Taking the lead here, Jean Hersholt acquits himself well as the doctor convinced that he’s capable of murder; the future two-time Honorary Academy Award winner – and the namesake of the Humanitarian Award given out by the Academy – would later achieve his best known film success in the Shirley Temple vehicle Heidi (1937). As the wisecracking reporter sleuthing out the strange case, Stuart Erwin likely has the best performance here; he would later become one of the first five nominees for the Best Supporting Actor Oscar with his performance in Pigskin Parade (1936). Frances Dee – later known for her performance in Val Lewton’s psychological horror I Walked with a Zombie (1943) – is decent as the doctor’s daughter while Wynne Gibson chews up the scenery (as well as standing out in her Travis Banton designed gowns) as the doctor’s cheating and ill-fated wife Freda. Rounding out the cast are Robert Elliott as Captain Riley, Gordon Westcott as the lover of Freda, David Landau as the police lieutenant, William Janney as the doctor’s son, Bodil Rosling and Torben Meyer as the maid and butler, Samuel S. Hinds as the bank president whose theft and death are catalysts to the story and uncredited appearances by Arthur Hohl as an announcer, Isabel Jewell as a bridge player at the girls college and Fred Kelsey as a hungry police guard stationed at the Brandt house.
3D Rating: NA
The film is presented in its original 1:37:1 aspect ratio for this release. Film grain is faithfully represented along with gray scale and fine details; there are scratches, vertical lines and dirt present, but given the fact that the movie has never been released on home video until now, it’s not exactly surprising. Overall, this solid HD transfer is likely the best the movie will ever look on home video.
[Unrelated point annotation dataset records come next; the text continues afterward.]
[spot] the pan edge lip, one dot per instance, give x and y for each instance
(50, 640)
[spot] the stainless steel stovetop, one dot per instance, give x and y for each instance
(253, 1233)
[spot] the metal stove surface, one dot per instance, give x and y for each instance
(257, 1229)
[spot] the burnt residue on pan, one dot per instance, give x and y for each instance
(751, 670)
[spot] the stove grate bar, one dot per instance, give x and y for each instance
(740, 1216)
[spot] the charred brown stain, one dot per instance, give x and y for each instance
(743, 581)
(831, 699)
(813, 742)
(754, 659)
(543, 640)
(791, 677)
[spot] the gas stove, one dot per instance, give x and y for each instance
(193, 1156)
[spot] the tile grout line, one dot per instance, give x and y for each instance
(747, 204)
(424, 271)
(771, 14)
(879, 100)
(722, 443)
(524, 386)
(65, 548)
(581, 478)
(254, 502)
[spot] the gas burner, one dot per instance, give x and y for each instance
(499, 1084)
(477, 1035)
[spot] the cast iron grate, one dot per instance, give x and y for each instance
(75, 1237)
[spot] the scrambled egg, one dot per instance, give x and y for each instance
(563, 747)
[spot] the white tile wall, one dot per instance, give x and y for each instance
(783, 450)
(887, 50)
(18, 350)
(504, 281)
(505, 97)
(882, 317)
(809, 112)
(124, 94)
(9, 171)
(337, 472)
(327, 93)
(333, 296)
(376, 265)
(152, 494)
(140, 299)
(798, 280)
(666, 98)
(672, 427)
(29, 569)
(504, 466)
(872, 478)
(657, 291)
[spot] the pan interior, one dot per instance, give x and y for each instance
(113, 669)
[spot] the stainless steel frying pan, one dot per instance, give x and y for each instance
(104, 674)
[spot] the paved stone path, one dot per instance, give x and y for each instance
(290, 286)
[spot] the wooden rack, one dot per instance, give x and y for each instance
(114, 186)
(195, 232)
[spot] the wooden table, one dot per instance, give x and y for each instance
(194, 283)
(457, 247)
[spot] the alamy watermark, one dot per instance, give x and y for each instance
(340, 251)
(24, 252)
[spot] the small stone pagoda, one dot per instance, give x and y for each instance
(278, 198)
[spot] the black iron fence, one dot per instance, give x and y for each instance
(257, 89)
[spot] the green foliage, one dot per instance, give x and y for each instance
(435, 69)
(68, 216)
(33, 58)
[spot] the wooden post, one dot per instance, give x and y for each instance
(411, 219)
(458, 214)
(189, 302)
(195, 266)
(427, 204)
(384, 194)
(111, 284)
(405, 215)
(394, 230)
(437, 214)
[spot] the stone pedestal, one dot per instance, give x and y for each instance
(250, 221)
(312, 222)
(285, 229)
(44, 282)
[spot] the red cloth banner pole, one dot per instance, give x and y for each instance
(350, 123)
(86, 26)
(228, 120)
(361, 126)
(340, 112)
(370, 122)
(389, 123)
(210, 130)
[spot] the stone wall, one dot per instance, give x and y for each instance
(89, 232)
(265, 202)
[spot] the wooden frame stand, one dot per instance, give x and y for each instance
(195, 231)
The film’s original mono soundtrack is presented on a DTS-HD Master Audio track for this release. Dialogue is faithfully represented and presented with clarity along with the sound mix and opening and exit title music by an uncredited John Leipold; there’s little to no problems like distortion, crackling, popping or hissing present here. For a movie that has never been released on home video until now, this is an impressive audio track and likely the best the film will ever sound on home video.
Special Features: 2.5/5
Commentary by film historian/author Lee Gambin and costume historian Elissa Rose – Recorded for this release, Gambin handles the background information on the film and its participants while Rose dissects the style of the costumes in the movie.
While it came and went during its initial release without much notice, The Crime of the Century is still a thrilling and fun little mystery that’s been overlooked over the years. Kino’s Blu-ray release should rectify the longstanding absence of the film on home video, with a solid HD transfer and an informative commentary track for a special feature. Highly recommended.